In the judgment, handed down at the County Court at Leeds, His Honour Judge Saffman said Nahajec should be due maintenance because she wanted to complete a veterinary course.
The award was despite her having almost no contact with her father for several years before his death 2015. He left a letter explicitly disinheriting all three of his children, instead leaving the whole of his estate to his friend Stephen Fowle.
Mark Nahajec, a half-sibling of Elena who was unable to work through ill-health, made a claim under the 1975 act which was settled for £22,000. The third sibling, Philip Nahajec, made no claim.

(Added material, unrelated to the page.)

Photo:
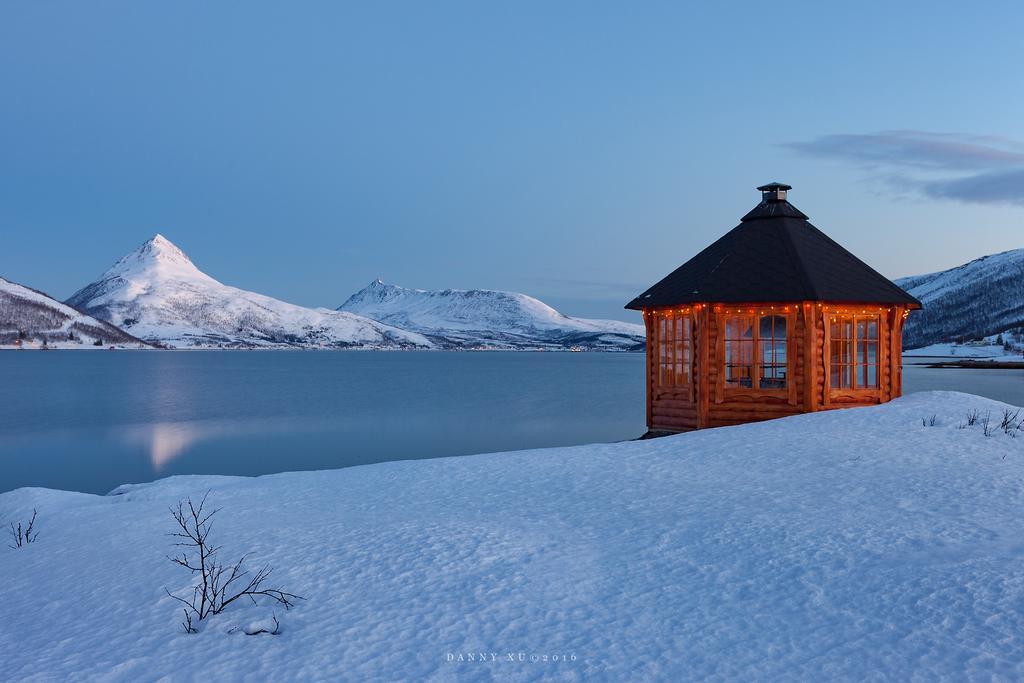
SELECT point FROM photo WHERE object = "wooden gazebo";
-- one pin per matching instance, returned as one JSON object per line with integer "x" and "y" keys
{"x": 772, "y": 319}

Julia Burns, associate in the wills, trusts and estates disputes team at Irwin Mitchell Private Wealth, said that after Ilott it was thought that estrangement could be fatal or severely reduce the value of an award.
‘The award was 11.3% of the estate which is very similar to that in the Ilott case (within 1%). There was specific mention of her wanting to do a veterinary course so this is an example of something that falls under the definition of “maintenance” post Ilott. This means that estranged child claims are not dead in the water but suggests that any claimants will need to show a track record of reconciliation attempts in order for the Judges to consider their views.’
Saffman wrote: ‘£30,000 is my best estimate of the capitalised cost of maintenance for a reasonable time going forward to take into account the possibility, albeit contingent, of the claimant undertaking a course which ultimately results in her becoming a veterinary nurse.’